RX Framework for manipulating real-life data

As I said in my previous blog post, in one of my previous roles involved performing real-time analysis of incoming sensor and telemetry data, combining streams of data of different data rates, allowing the user to write their own calculation operations on the data, and displaying it to the user. I wondered what this would have been like to implement using RX.

As an aside, it may be that the new TPL Dataflow library would be more suitable for this – and I am a bit confused about the overlap between some many different technologies, such as RX and the forthcoming C# 5.0 async, or whether TPL Dataflow replaces the Actor model in Microsoft Axum or F#).

Anyway, back with the plot…

Imagine that you have to handle incoming streams of sensor data. This doesn’t have to be hardware sensor data, it could be a phone’s GPS or accelerometer data, or incoming streams of trade data. In the old style of programming there would be a callback or event handler that would be triggered when the data arrived, and to perform aggregate calculations over multiple data streams would involve convoluted code with locks – with RX there’s none of that, just a simple linq query to combine the data:

Imagine that you had two streams of position data (here the observables are generated, but they could be observables from events, the usage is identical, which is beautiful!)

var positions = Observable.Generate(0.0, i => i < 10.0, i => i + 1.0, i => i);
var positions2 = Observable.Generate(10.0, i => i >= 0.0, i => i - 1.0, i => i);

An operator to calculate the separation is as simple as:

var separation = positions.Zip(positions2, (i, j) => new { i, j }).Select(pos => Math.Abs(pos.j - pos.i));

That’s really nice and succinct, and the logic is all in one place (instead of being spread out amongst different callbacks).

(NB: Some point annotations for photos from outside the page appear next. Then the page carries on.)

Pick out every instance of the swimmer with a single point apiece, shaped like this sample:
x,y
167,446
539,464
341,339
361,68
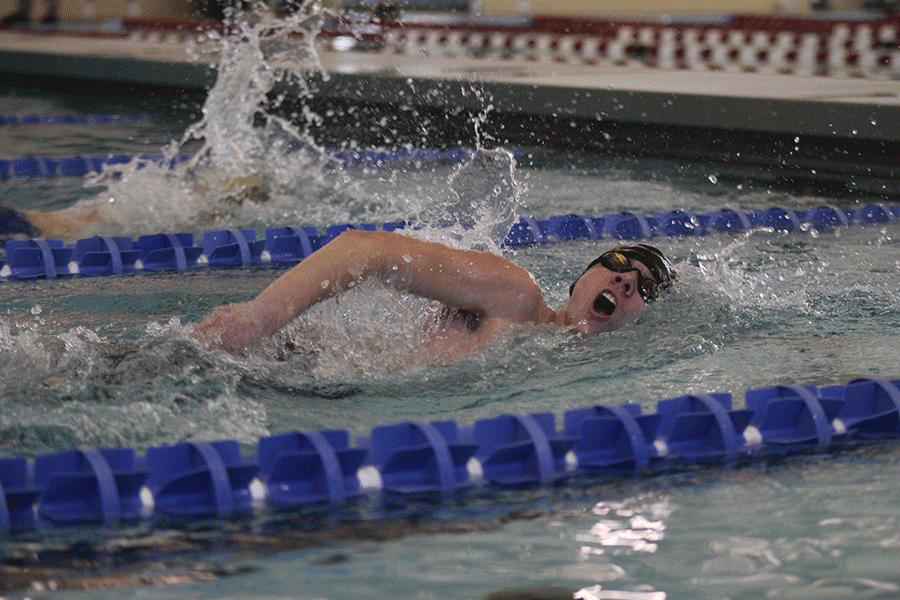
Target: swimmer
x,y
68,222
484,294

As well as calculating the difference between two positions, you might want to find the rate of change of some input data:

static void Main(string[] args)
{
const double accelerationGravity = 9.81;
var positions = Observable.Generate(0.0, i => i < 10.0, i => i + 1.0, i => accelerationGravity * i * i / 2.0);
var velocity = positions.DifferentiateWithTime();
Console.WriteLine("-- velocities -- ");
velocity.Subscribe(i => {
Console.WriteLine(i); });
var acceleration = velocity.DifferentiateWithTime();
Console.WriteLine("-- accelerations -- ");
acceleration.Subscribe(i => {
Console.WriteLine(i); });
}
}

Again, this is nice. The acceleration is correctly written out for every value as 9.81 (well, within rounding errors).

DifferentiateWithTime is implemented as:

public static partial class ObservableEx2
{
public static IObservable<double> DifferentiateWithTime(this IObservable<double> obs)
{
return (from j in obs.WindowWithCount(2) select j[1] - j[0]);
}
..

In this case we’re taking the current and previous value and taking the difference between them – this of course is assuming that we are receiving values once per second. We could include the time of each sample in a Tuple, and use the Where operator to ignore values which occur at the same time period (to avoid divide-by-zero errors).

WindowWithCount I found on StackOverflow. This takes a rolling window of values around an observables value, which can be used for operations such as a moving average.

public static IObservable<IList<TSource>> WindowWithCount<TSource>(this IObservable<TSource> source, int count)
{
Contract.Requires(source != null);
Contract.Requires(count >= 0);
return source.Publish(published =>
from x in published
from buffer in published.StartWith(x).BufferWithCount(count).Take(1)
where buffer.Count == count
select buffer
);
}

This is cool, but I am concerned that we’re returning a new list for each sample, even though we’re only interested in two values, this could be hammering the garbage collector for high rates of data. It does say in section 6.1 of the RX Design Guidelines that new operators should be composed of existing operators, unless performance is a concern – this is something I may get around to investigating in a future blog post.